Sunday, March 25, 2007

Lady Constance Knows a Song

originally posted April 25, 2006

"You sung once of Ekipa, called the Serpent of Thentis," the gentle free woman, Lady Constance, said to me.
We were not alone, of course. Nearby, at an adjacent low table were her father Gerald, he of the Vintners, and Vesutto, Merchant of Venna. We were in an open courtyard that overlooked the city proper. The House of Clark sits high in the slopes of the Thentis range.
"I am surprised to learn that you know of such songs, Lady" I admitted.
She smiled. I knew this, of course, from the tone of her voice. She was much veiled. Her hands, even, were gloved.
"As children, we learned the words," she told me. Her voice was quiet, lilting, a bit timid. "They call him the Serpent, O'er fields his tarns ride..." she spoke the first line, letting it trail off with her breath.
It was not unpleasant to hear a line from such an old song sung back to me. I met Ekipa, a hero of Thentis, ten years ago in a tavern of Ar. He told me of the glories of war, how stained they were with politics and rhetoric. I could see, clearly, the theater of conflict as he spoke of it. I uttered the second line to the song, causing the Lady Constance to lean forward a bit in her stately, chaste kneel.
"Bolt after bolt carries flames from his Pride," I said.
"The might of Ko-ro-ba, Ekipa did say," she added, "would not match his ambition, thus he made his play."
Gerald of Thentis, her father, the Vintner, paused in his conversation with Vesutto to glance in our direction.
"He planned and he plotted, the Black Caste he knew," I said, "would come for his head, so a hard line he drew.
"The Lady Constance well contained her emotion, recollecting the deportment, the dignified mien expected of her.
"The gates he did seal and he brought down his fist," she continued, "Thentis was closed. They could not resist."
I wondered at her recollection of the song. Such a young Lady, perhaps half my years, knew the words as well as, if not better than, I did. Indeed, it was only the prompting she provided with a previous line that made it possible for me to precisely recall the subsequent one.
"But, oh, in Ko-ro-ba, they would not stand pat. They brought the game to him with devious attacks," I said.
Only one couplet remained.
"So who were the heroes," she queried, "and who were the foes?"
I replied, "With the peasants of both towns hit hardest, who knows?"

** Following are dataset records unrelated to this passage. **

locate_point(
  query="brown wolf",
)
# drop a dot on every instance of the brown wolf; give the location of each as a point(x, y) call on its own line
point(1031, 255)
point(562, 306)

I remember Ekipa speaking of the burning fields of Sa Tarna, the displaced peasants and men of low caste outside city walls having to bear, often, the greatest brunt of the attacks. It soured him to war, I think. It was not truly 'peril and steel', but the Kaissa of politicians that powered the machine of conquest and retribution. The song was first sung in a city sponsored tavern along Wagon Street in my city. Men of his Pride, having accompanied him to Ar on matters of business, of treaty, were the first to hear it, to hold it close to their hearts. In war, I sung to them, there is often no wrong or right. There is just fighting. "Children will sing this song in the streets of Thentis, Poet," one of his men told me. "That they recollect the nature of things."And so they did.
---
"She is a fine match, Poet," Vesutto said to me. "Yes, I think that is true," I smiled.